Acredito que as Guardas Municipais ficarão mais eficientes e baratas para os municípios se o modelo atual passar por mudanças, como por exemplo ser viabilizado através de consórcio regional, usando como parâmetro o modelo americano de departamentalização policial de territórios (County Sheriff), constituído para atuação regional, abrangendo vários municípios e onde todos os integrantes da força necessariamente residam no território (condado).

O Estatuto Geral das Guardas Municipais permite a existência das guardas por meio de consórcio em cidades limítrofes, entretanto as dificuldades para viabilização de arranjos regionais têm se demonstrado inviáveis. A dificuldade em operacionalizar consórcios de gerenciamento de resíduos sólidos e saneamento em Sergipe por razões de divergências políticas, é um exemplo de como são difíceis realizar essas parcerias. Meses antes do período de pandemia, fiquei indignado ao testemunhar uma pichação feita na extensão de um muro com cerca de 100 metros , pertencente a um condomínio de uma das principais avenidas da capital e que acabara de ser pintado. Imediatamente me veio à mente a pergunta: “Onde estava a Guarda Municipal que permitiu isso?”. 

Sabemos também do notório descaso da segurança pública em relação à depredação e pichação nos espaços públicos, pois os policiais sabem que não adianta prender vândalo que será liberado pelo juiz em audiência de custódia por tratar-se de infrator de baixo risco ofensivo. Acredito que se bem conduzido todo o processo de regulamentação e mediante estudo de sustentabilidade financeira, a Guarda pode assumir o protagonismo na segurança pública municipal.

Cidades de pequeno porte podem lançar mão de soluções locais mais eficientes e adequadas à realidade orçamentária do município.
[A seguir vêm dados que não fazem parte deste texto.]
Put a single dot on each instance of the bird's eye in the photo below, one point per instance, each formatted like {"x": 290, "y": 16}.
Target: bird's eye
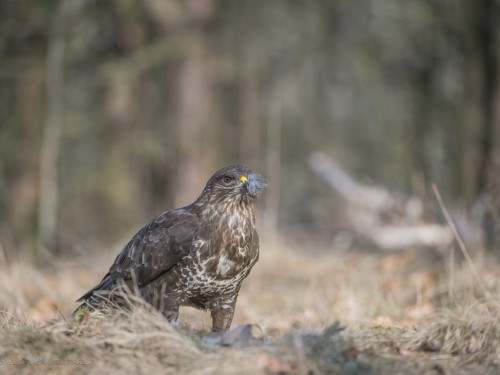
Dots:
{"x": 227, "y": 180}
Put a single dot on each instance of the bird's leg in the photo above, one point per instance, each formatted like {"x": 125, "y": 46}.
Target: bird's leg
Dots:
{"x": 222, "y": 311}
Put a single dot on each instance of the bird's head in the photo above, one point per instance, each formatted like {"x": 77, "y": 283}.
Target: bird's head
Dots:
{"x": 234, "y": 184}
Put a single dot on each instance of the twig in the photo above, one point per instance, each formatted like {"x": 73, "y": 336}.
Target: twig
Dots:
{"x": 459, "y": 240}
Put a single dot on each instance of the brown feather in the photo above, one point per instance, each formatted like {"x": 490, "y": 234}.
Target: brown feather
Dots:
{"x": 197, "y": 255}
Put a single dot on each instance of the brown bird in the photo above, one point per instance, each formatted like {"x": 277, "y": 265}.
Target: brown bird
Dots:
{"x": 197, "y": 255}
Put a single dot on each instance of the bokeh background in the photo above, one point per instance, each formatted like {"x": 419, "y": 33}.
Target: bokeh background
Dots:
{"x": 114, "y": 111}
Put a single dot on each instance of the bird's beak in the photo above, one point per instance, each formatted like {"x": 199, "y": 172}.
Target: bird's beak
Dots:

As Guardas vêm passando por mudanças e por certo sofrerão adequações na sua estrutura e forma de atuação. Hoje o que vemos são destacamentos instalados em bases improvisadas, efetivos defasados em relação à proporcionalidade de agentes por habitantes e total falta de visibilidade das ações aos olhos do cidadão.

As Guardas Municipais surgiram no contexto pós-constituição de 1988, como uma força de apoio e prevenção à criminalidade e redução das perdas através da proximidade no contexto da segurança pública, e para que esse objetivo se concretize, as Guardas regulares precisam empenhar-se em conquistar a confiança da comunidade e atuar de forma efetiva na preservação do bem público, adotando medidas cada vez mais preventivas, proativas e colaborativas.